Sejak awal Saut Situmorang ditetapkan sebagai tersangka pencemaran nama Fatin Hamama, saya sudah sangat kecewa karena 1) hukum seperti dijadikan alat untuk membungkam perdebatan dan 2) perkara hukum bisa dimulai di satu titik secara acak. Dan kini, saat hakim menjatuhkan vonis bersalah kepada Saut Situmorang atas pencemaran nama itu, kekecewaan saya pun menjadi formal dan syah dan patut.

Yang terus-menerus membuat kecewa adalah adanya kesan yang kuat bahwa kasus ini seperti kasus pribadi Saut Situmorang. Dari laporan demi laporan di Facebook dan Twitter dan Istagram, sepertinya hanya Saut dan teman-teman Saut yang peduli dengan UU ITE saja yang ikut terlibat dalam kasus ini.
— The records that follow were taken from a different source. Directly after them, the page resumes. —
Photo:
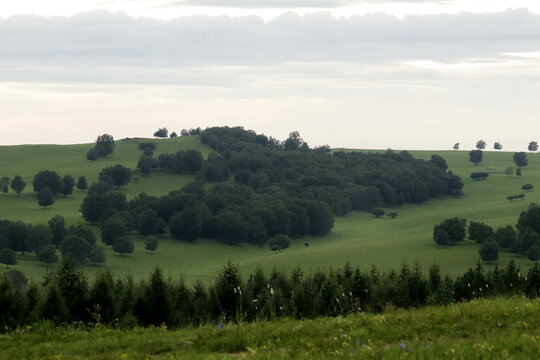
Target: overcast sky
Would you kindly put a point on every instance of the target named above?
(414, 74)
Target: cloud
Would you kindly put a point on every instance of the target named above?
(116, 48)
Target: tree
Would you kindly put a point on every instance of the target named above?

Untuk kasus yang diawali oleh protes keras terhadap buku bermasalah dan dianggap pembodohan publik (yaitu buku 33 Tokoh Paling Berpengaruh dalam Sastra Indonesia), yang dianggap sebagai gangguan terhadap sastra Indonesia dan pendidikan sastra Indonesia, yang mestinya menyangkut kepentingan para sastrawan, budayawan, akademisi, dan pembelajar sastra Indonesia, kasus pencemaran nama yang menjerat Saut Situmorang ini tampak sepi. Tak banyak terlihat akademisi yang ikut mendukung Saut Situmorang. Tak banyak terlihat sastrawan mendukung Saut Situmorang. Yang banyak terlihat adalah beberapa sastrawan muda dan aktivis kebebasan berpendapat ikut mendukung Saut.

Oh ya, tentu saja salah akar terbesar dari komentar yang menjerat Saut Situmorang itu adalah buku-buku antologi “puisi esei” yang penyusunannya disinyalir melibatkan Fatin Hamama.

Saya, pembaca sastra Indonesia dan mahasiswa sastra yang sebentar lagi jadi akademisi sastra ini, juga sayangnya tidak ikut berpartisipasi. Waktu, biaya, dan batasan ini-itu tidak memungkinkan saya ikut ke Jakarta dan mendukung Saut Situmorang (biarkan saya ulangi terus nama Saut Situmorang biar saya dan Anda semua ingat nama itu). Tentu ini sangat mengecewakan bagi saya sendiri. Kira-kira apa yang bisa saya dan pendukung Saut lainnya lakukan dari jauh untuk mendukung Saut Situmorang yang terjerat hukum dalam usahanya menyuarakan protes kepada buku yang dianggap pembodohan mengenai sastra Indonesia dan sejarah sastra Indonesia  itu? Apa yang bisa kita lakukan dari Malang sini?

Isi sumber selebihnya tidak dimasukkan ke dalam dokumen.